However, KBW says Friends Provident’s board appears to have dropped its objections to the offshore tax structure and the incentives on offer to Resolution management.
It is thought the Government’s ongoing criticisms of tax havens could make it reluctant to sell parts of Lloyds, which is 70 per cent owned by the taxpayer, into the Resolution structure and the incentives for Resolution management might also create public relations difficulties for the Government.
In a research note on the Resolution/Friends Provident deal, KBW says that as pressure was effectively exerted on the Friends board by joint shareholders of the two firms, this may not be as easy in future bids for other firms.
It says Standard Life and Legal & General are likely to be “reluctant brides”, while Aviva and Prudential value their UK arms as “cash cows”.

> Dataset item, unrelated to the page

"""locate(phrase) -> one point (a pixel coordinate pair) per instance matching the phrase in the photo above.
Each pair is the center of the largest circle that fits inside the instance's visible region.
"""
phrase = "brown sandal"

KBW says the “deal economics” of the Resolution/Friends deal have not improved materially from the previous offer.
It says: “Contrary to our expectation the proposal for Resolution to buy Friends Provident now appears likely to go through at largely unchanged terms versus when the Friends board rejected it before.
“The board appears to have come under pressure from the circa 30 per cent of shareholders who have stakes in both groups.
“Importantly the Friends board has dropped its objections to the offshore tax structure and the ’10 per cent of upside risk free rate’ incentive that Resolution management gets.”